The Boys & Girls Club of Lawrence, Kan., does what it does very well. Almost too well. One of the most successful outposts of the Boys & Girls Clubs of America, it boasts one of the highest per-capita participation rates in the country, with 1,500 K-12 students served every day, and more than 3,000 active members.

Over time, that kind of reach brings challenges.

"It takes a tremendous amount of resources to manage and serve that many members," said Megan Hill, director of donor engagement. "It also requires a significant management tool in order for us to effectively manage our entire organization, especially finances."

But the Boys & Girls Club of Lawrence lacked such a tool, and as a result, a few years ago it found itself at an inflection point when it came to grant management. In particular, the organization had seen its roster of major grantors (those providing at least $500,000 of the annual budget) grow from one to three, each requiring strict reporting on how its funds were being used.

Upgrading its accounting system would have required significant upgrade fees to improve its grant management, but the club still would have been left with a disparate assortment of disconnected applications, and staff would have continued manually working with spreadsheets to merge data.

Inaction Not an Option

Still, it had to do something.
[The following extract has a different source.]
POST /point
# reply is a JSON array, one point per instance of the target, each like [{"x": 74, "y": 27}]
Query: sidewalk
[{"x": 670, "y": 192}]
At the time, staff had to manually separate data on matched funds and reimbursed funds, and that task was becoming complex enough to raise the possibility of error.

"We can't risk being wrong," said James Lawrence, director of finance & human resources. "If you report funds wrong, grantors can come back and ask for their money. We weren't meeting the reporting expectations that each grantor had."

What the club really needed was a more comprehensive and integrated system that it could use to run the entire organization. Lawrence had worked with NetSuite at a previous job, and he knew it was up to the task, but he assumed it was out of the club's price range and was looking at affordable options, none of which met the organization's needs.

It was then that he was pointed toward Oracle NetSuite's Social Impact program, which provides discounted software licenses to nonprofits. After a three-month in-house deployment, Boys & Girls Club of Lawrence went live on NetSuite in April 2018.

Organizational Lifeblood

Lawrence and Hill both said the implementation was a great experience, and that NetSuite resources were there to answer questions every step of the way. That said, they did come away with one important lesson: They wished they'd have spent more time with the system before porting all of the club's historical data over, as they would have done this differently once they knew how the system worked.

"Scrubbing the data as much as possible before conversion would be my advice," said Hill.

NetSuite has become the technology lifeblood of the organization. The club uses NetSuite for everything from grant and donor management to workflow of purchase orders to enablement of automated payments to staff and vendors.

Later this year, NetSuite will be integrated with a new member tracking system the national organization is rolling out, and the club also is testing the ability to import bank statements into NetSuite for reconciliation.

A Night and Day Difference

The contrast in the organization pre- and post-implementation is like night and day. Financial reporting is cleaner, donation tracking is simplified, and a paper trail has been replaced by an electronic trail. The budgeting process has been streamlined, grants are growing thanks to the improved ability to record and track them, and reports that use to require days to assemble are now ready in minutes. On top of all that, improved access to quality data has led to improved communication with stakeholders and constituents.

And Hill said it's clear that NetSuite can do so much more.

"We haven't even scratched the surface of what we do," she said.

According to Lawrence, the combined impact on the bottom line, on efficiency, and on the ability to continue improving as an organization has made NetSuite invaluable. And perhaps the greatest benefit is yet to come: He said that NetSuite will free up Hill and the rest of the development staff to spend more time on interacting with donors in person rather than sitting at their desks struggling with technical issues.

And if donors are happier, everything else the club does will be more effective. That, Lawrence stressed, is the whole point.

"We're in the business of changing lives," he said, "and NetSuite is helping us do that."